3) Even if the Plaintiff, as the Defendant’s assertion, underassessment of the foreign currency debt of this case, provided excessive amount of the Plaintiff’s shares to the B, the net asset value at the time of conversion into the Plaintiff’s corporation would have decreased, and accordingly, the market value of the Plaintiff’s shares issued to the B would also be lower than that of the Plaintiff’s shares. Therefore, it cannot be deemed that the Plaintiff was distributed to OO
B. Relevant statutes
The entries in the attached Table-related statutes are as follows.
C. Determination
Article 52 of the Corporate Tax Act provides that a corporation’s wrongful calculation denial under Article 52 of the Corporate Tax Act is a system that, without a reasonable method by a person having a special relationship, unfairly evades or reduces tax burden by abusing the various forms of transactions listed in each subparagraph of Article 88(1) of the Enforcement Decree of the Corporate Tax Act without using a reasonable method, and is deemed to have income objective and reasonable by the person having a right to taxation, and is limited to cases where it is deemed that the person disregards economic rationality by denying or calculating the negative and unreasonable acts or calculations in light of the economic terms and conditions. Therefore, in a case where a corporation’s comprehensive acquisition of various assets is deemed to have been made, the determination of whether it constitutes an expensive acquisition by comparison with the market price of each individual asset with the overall transaction price and market price of the assets should be based on the comprehensive acquisition by transfer as a whole (see, e.g., Supreme Court Decision 2013Du1035, Sept. 27, 2013).

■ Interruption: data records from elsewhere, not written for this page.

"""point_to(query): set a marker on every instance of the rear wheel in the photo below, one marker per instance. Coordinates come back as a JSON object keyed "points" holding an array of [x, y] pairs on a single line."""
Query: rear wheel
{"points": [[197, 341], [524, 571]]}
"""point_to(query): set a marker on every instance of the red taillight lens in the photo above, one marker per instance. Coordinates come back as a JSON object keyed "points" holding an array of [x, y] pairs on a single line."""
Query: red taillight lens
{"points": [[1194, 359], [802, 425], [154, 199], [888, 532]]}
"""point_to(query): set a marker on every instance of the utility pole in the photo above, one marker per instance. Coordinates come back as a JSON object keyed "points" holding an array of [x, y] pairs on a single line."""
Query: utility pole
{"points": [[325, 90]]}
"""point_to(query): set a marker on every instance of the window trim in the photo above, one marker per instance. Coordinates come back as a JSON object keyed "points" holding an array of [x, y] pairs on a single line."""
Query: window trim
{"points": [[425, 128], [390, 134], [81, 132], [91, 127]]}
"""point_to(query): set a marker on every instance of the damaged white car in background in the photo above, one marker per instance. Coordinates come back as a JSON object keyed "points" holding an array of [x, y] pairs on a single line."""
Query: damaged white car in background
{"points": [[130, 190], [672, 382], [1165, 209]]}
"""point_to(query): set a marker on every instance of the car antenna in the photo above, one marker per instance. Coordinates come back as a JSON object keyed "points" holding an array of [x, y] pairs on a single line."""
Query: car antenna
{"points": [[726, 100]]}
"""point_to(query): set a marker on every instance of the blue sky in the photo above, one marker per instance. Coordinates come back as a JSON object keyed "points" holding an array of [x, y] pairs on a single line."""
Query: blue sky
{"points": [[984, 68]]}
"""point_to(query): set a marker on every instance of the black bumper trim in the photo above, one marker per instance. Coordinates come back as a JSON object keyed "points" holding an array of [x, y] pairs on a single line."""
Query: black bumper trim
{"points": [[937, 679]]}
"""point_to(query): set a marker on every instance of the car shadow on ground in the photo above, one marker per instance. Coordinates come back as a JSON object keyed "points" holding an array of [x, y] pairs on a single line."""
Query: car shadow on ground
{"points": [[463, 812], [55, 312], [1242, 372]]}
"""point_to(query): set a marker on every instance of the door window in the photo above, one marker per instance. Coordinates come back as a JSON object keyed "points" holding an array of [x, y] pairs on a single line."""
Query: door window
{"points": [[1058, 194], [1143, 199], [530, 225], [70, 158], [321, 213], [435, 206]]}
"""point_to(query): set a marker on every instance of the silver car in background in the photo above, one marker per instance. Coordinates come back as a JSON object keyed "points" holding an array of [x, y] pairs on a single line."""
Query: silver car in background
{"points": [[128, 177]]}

(4) The Plaintiff’s provision on the tax base of the former Enforcement Decree of the Corporate Tax Act (amended by Presidential Decree No. 2060, Apr. 3, 2009; Presidential Decree No. 20655, Apr. 2, 2009; Presidential Decree No. 20655, Apr. 2, 2007; Presidential Decree No. 20655, Feb. 28, 2007; Presidential Decree No. 20065, Feb. 28, 2006; Presidential Decree No. 2000, Feb. 24, 2007; Presidential Decree No. 200677, Feb. 28, 2007; Presidential Decree No. 200677, Feb. 28, 2006; Presidential Decree No. 2000, Feb. 24, 2006).
3. Conclusion
Therefore, the plaintiff's claim is dismissed as it is without merit. It is so decided as per Disposition.